Orina dan Pour telah mengaktifkan quirk. Orina siap mentransfer semua energinya, sedangkan Pour siap memanggil jiwa Oscar untuk dimasukkan ke dalam tubuh yang asli. Sungguh kemampuan yang langka...

"Proses transmutasi.. dimulai."

Klik!

walau tak semua bisa berjalan lancar.

_______


Krip.. krip...

Orina membuka matanya perlahan. Sungguh aneh, yang didapatinya bukan langit-langit laboratorium atau rumah sakit. Ini.. langit sungguhan?!

"Sudah bangun?"

Spontan kepalanya menoleh ke samping. Betapa terkejutnya dia melihat tubuh Oscar tengah duduk di sampingnya. Orina langsung bangun dari posisi dan terdiam cukup lama.

Oscar yang melihatnya terkekeh pelan sebelum berubah menjadi sebuah tawa. Tawa indah, khas Oscar. "Ya ampun, ada apa dengan wajahmu! Ini aku.. Oscar, hi hi."

Ya, dia benar-benar Oscar.

Tak menunggu lama, Orina langsung menerjang tubuh kecil itu. Mereka terbaring di rumput, saling memeluk menyalurkan rasa rindu.

"Heh, kau berniat membodohi temanmu dengan pura-pura mati, tapi kau sendiri malah mati sungguhan. Payah sekali, ha ha ha," cetus Oscar mengejek.

"Aku.. mati?"

Keduanya duduk dengan tenang. Oscar mengangguk, "Ya.. kita sudah mati, Rin. Aku sudah mati.. aku tidak bisa hidup di dunia lagi."

"Tapi.. tubuhmu--"

"Hanya tubuhku," tatapannya berubah serius. "Terima lah, itu kenyataannya. Lupakan dunia, ayo kita mulai hidup baru disini," ujarnya lembut.

Orina menunduk dengan wajah suram. "Tidak bisa.. aku.. haah... sudah terlalu banyak dosa. Aku tidak.. bisa.. sudah banyak.. hahh.. banyak yang kuperbuat."

Oscar memeluk tubuh gadis itu. "Tidak apa-apa. Lagi pula kau dan aku sudah berjanji, kan? Ayo, hidup bersama!" Dia mengusap wajah Orina dan tersenyum lebar.

"Mulai sekarang kau tidak perlu menanggung semuanya sendiri. Aku sudah ada, bergantunglah padaku. Ayo hidup bahagia disini bersama denganku. Maukah.. kau?" Ujar Oscar agak ragu di kalimat terakhir.

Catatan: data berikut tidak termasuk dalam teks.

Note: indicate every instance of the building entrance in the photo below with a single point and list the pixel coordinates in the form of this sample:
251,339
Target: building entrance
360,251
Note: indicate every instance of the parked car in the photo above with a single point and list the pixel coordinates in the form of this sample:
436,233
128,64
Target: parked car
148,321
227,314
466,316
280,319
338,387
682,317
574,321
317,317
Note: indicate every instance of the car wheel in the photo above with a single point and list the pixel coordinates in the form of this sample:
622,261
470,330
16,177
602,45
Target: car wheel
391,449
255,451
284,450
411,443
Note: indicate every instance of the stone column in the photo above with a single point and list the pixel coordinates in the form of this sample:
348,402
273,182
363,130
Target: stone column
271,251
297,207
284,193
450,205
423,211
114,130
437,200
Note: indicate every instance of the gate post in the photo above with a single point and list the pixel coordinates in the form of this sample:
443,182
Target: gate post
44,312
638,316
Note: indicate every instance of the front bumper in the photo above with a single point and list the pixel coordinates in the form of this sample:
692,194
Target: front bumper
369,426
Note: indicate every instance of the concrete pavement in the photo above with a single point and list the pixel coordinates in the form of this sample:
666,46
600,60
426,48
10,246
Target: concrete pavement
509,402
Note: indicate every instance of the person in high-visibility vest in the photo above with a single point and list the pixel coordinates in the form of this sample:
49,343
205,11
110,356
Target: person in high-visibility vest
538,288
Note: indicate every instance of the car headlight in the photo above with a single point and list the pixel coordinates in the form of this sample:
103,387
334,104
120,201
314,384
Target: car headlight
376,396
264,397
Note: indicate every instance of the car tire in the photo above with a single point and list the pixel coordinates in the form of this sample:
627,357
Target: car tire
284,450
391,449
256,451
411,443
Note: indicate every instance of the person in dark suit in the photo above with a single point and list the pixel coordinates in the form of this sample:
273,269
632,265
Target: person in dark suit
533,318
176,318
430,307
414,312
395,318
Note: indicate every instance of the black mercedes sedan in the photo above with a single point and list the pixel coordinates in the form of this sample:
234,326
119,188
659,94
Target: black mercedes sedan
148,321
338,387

Orina termangu, tapi sedetik kemudian memukul kepala pemuda itu keras dan tertawa kencang. "Apa-apaan dialog romantis itu? Haaah, ya sudah kalau begitu. Ayo!"

Orina berdiri dan mengulurkan tangannya. "Aku mau," ujarnya tersenyum lebar. Oscar meraih tangan itu dengan cepat dan ikut tersenyum lebar.

"Hei, Oscar. Apa kau tahu, aku bertemu banyak orang aneh sebelum datang kemari. Ada yang suka meledak seperti kembang api, ada yang seperti brokoli, dan..."

"Ya ampun, sejak kapan kau jadi OOC begini? Haahh..."

"OOC! Oscar-Orina Couple!"

"Oke, sepertinya otakmu tertinggal di Bumi, ayo kita kembali dan ambil lagi."

Tubuh mereka tak lagi berusia 16 tahun. Oscar menjadi pemuda yang tampan dan matang, juga Orina yang semakin cantik dan rupawan.

Walau begitu, tak ada yang berubah di antara keduanya. Mereka masih memiliki rasa dan ikatan yang sama.

Dan begitulah, akhir dari kisah mereka.